When Galen (Peter MacNicol in his film debut), ward of the earth’s last master wizard, Ulrich (Ralph Richardson), tries to use his master’s magic against the earth’s last dragon, Vermithrax Pejorative (“The Worm of Thrace Who Makes Thin Worde”), the movie echoes the Sorcerer’s Apprentice sequence of Fantasia more than it does St George and the Dragon.
And the notion of magic here – that sorcerers and dragons, white magic and black, are forever entwined – is reminiscent of George Lucas’ “Force”, as Ulrich plays Ben Kenobe to Galen’s Luke Skywalker.
To their credit, writer-producer Hal Barwood and writer-director Matthew Robbins didn’t merely want to make a mediaeval monster movie; they wanted to create an entire universe in which dragons make sense.
They set their film in a watershed of human history – the years dividing the pagan and Christian eras.
Ulrich’s Latin spells are as archaic as the dragon’s dinosaur appearance. Like Merlin in Excalibur (1981), Ulrich is the final survivor of a Golden Age, with all the powers of the elements at his fingertips.
The problem with the film is that, for all its thickness, it lacks depth. When townspeople perform the inevitable rituals of movie-mediaeval machismo (those heartfelt handclasps and shoulder hugs) or are forced to exclaim – in unison! – such sonorous dialogue as “read the tiles!” and “let it stand!” you feel only that you’re in the Dark Ages of Hollywood.
And without much conviction behind the atmosphere, there seem to be too many loose threads for the film to come together as a mediaeval tapestry.
For example, the long middle section depicts the lottery that determines which Urland virgins will be sacrificed to appease Vermithrax Pejorative. For audiences that don’t feel transported to antediluvian times, one embarrassing, modern question leaps to mind: if the victim has to be a virgin, why isn’t everyone rushing out to get laid?
This question severely undercuts the love story, which is of the boy-meets-boy-who-turns-out-to-be-girl variety. The boy-girl is called Valerian (Caitlin Clarke), which must have been as popular a name in the Dark Ages as ‘Jennifer’ is today; the heroine of Conan The Barbarian is also called Valeria.
Anyhow, she dresses as a man to escape the lottery and avoid being sacrificed to the dragon. But whether in drag or out, Caitlin Clarke’s Valerian is too much woman for Peter MacNicol’s Galen.
She has a dark, bruised sensuality, as though she’s already gone from innocence to experience. MacNicol, however, looks like he should be playing mellow songs on a guitar at a beach party.
Much of the movie misses only by millimetres. There are great ideas behind the images, which don’t quite pan out.
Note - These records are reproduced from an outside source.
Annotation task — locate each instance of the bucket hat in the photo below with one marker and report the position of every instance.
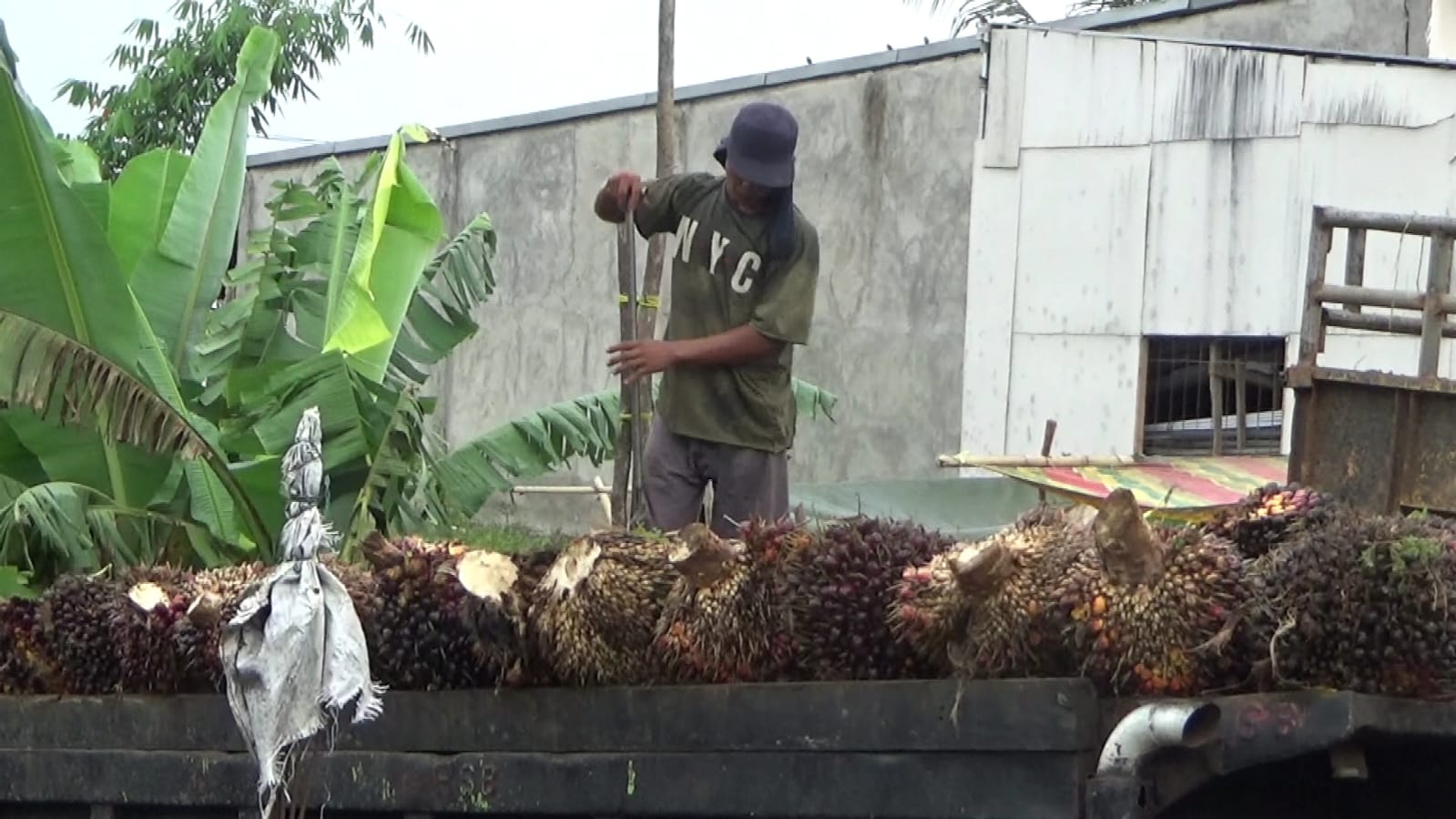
(760, 145)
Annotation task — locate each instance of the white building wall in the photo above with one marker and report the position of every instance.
(1127, 187)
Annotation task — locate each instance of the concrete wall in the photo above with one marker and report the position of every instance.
(884, 174)
(1176, 204)
(885, 168)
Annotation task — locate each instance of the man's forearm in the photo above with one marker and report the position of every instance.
(737, 345)
(607, 207)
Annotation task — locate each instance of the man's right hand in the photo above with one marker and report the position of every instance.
(619, 196)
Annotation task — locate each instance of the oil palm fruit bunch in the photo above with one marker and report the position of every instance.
(494, 611)
(216, 597)
(1013, 626)
(1152, 611)
(931, 609)
(1359, 604)
(595, 614)
(839, 590)
(722, 619)
(24, 670)
(75, 619)
(1271, 515)
(417, 615)
(143, 630)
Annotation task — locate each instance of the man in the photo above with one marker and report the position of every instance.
(744, 272)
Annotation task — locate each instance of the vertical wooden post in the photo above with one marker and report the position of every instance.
(1438, 286)
(626, 429)
(666, 159)
(1216, 396)
(1312, 327)
(1047, 435)
(1241, 404)
(1354, 261)
(647, 308)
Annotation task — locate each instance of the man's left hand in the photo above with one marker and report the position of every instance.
(634, 360)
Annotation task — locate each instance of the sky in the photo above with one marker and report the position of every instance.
(494, 58)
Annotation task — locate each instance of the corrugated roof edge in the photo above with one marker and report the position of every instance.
(952, 46)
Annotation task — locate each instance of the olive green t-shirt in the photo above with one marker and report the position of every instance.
(722, 279)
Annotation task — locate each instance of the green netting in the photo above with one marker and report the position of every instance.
(962, 507)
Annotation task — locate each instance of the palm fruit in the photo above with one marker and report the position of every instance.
(595, 614)
(143, 629)
(1154, 611)
(418, 621)
(75, 617)
(931, 609)
(724, 619)
(1360, 604)
(493, 609)
(839, 589)
(1270, 515)
(24, 670)
(218, 593)
(1013, 624)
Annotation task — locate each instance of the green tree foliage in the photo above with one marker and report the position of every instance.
(179, 68)
(972, 14)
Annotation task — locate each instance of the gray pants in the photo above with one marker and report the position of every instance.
(746, 483)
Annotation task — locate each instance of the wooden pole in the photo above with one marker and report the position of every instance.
(1047, 436)
(626, 296)
(647, 306)
(666, 162)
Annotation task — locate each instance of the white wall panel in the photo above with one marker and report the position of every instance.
(989, 298)
(1086, 382)
(1079, 264)
(1220, 94)
(1085, 90)
(1368, 94)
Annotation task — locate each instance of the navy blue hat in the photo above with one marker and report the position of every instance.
(760, 145)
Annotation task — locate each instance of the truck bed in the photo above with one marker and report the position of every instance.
(932, 750)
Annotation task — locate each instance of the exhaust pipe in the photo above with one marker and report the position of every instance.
(1154, 728)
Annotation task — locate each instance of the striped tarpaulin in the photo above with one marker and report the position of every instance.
(1176, 487)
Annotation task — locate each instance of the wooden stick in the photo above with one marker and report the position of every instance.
(622, 459)
(1047, 435)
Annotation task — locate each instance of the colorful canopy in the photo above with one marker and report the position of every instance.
(1174, 487)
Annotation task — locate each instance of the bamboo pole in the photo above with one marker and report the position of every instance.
(622, 459)
(666, 163)
(972, 461)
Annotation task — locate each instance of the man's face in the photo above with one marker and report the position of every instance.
(746, 196)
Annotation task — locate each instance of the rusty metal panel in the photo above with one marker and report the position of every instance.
(1427, 452)
(1344, 442)
(1385, 446)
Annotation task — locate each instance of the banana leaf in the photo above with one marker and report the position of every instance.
(143, 199)
(67, 384)
(549, 439)
(178, 280)
(366, 308)
(66, 527)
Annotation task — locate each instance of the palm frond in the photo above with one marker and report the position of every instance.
(551, 439)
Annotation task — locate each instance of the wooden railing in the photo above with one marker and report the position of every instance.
(1341, 305)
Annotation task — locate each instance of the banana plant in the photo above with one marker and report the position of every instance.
(87, 393)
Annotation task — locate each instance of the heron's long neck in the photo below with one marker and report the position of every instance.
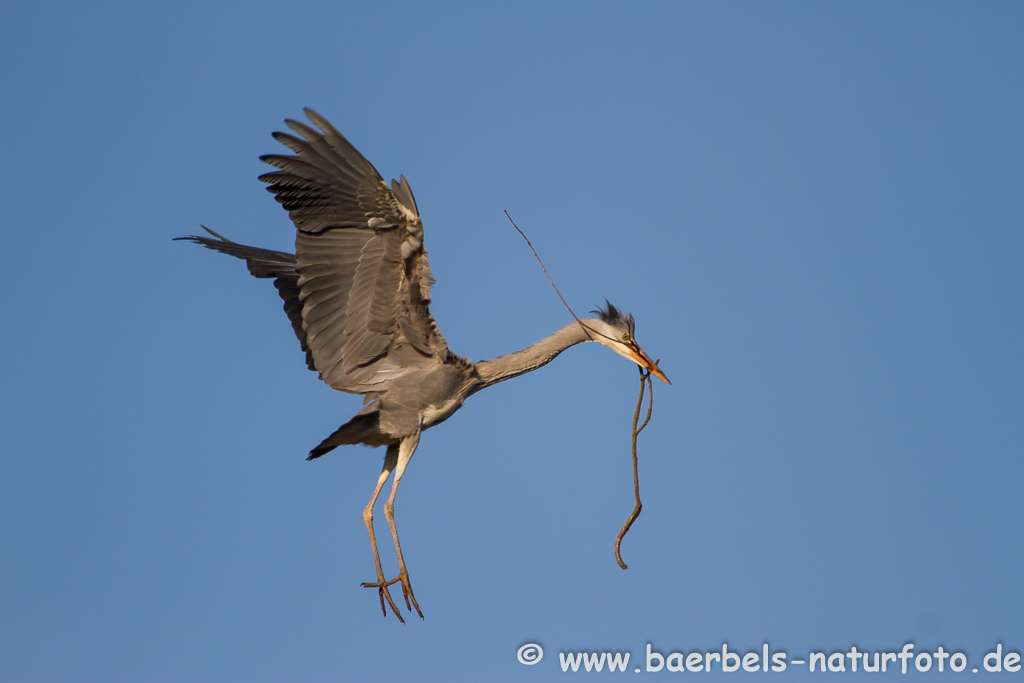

When evil ‘dragonlets’ (baby dragons) munch away on a beautiful princess, there’s no macabre poetry, only gore. Visually, the mother dragon (who seems to have sired her babies all by her lonesome) is just right. Half evolutionary mutant, like King Kong‘s pterodactyls,) and half basilisk, she’s both primordial and near-human, especially when nuzzling a dead dragonlet.
But she has little personality, and most of the people have even less. The one achieved character is Ralph Richardson’s Ulrich, a true magician who carries on like a humbug partly to put off the curious townspeople.
Both his ironic delivery and bent-up brow put a curve on his straight lines. He gives the film its only gasp of conscious humour. And what there is of the other kind comes mostly in the Galen-Valerian smooch scene. You get the idea that Galen would rather fight than kiss.
All the creative energy in this film has gone into fens and bogs and glades and grottoes, and into those few terrifying moments when the camera swoops up as the dragon rears its ugly head and the soundtrack quiets down to catch the rushing sound of her fiery breath.
Sixteen dragon puppets were used for the role of Vermithrax – including a hydraulic 40-foot model.
The film was largely shot on location in Wales (with many locals employed in the film as village extras) but the final scene was shot in Skye, Scotland.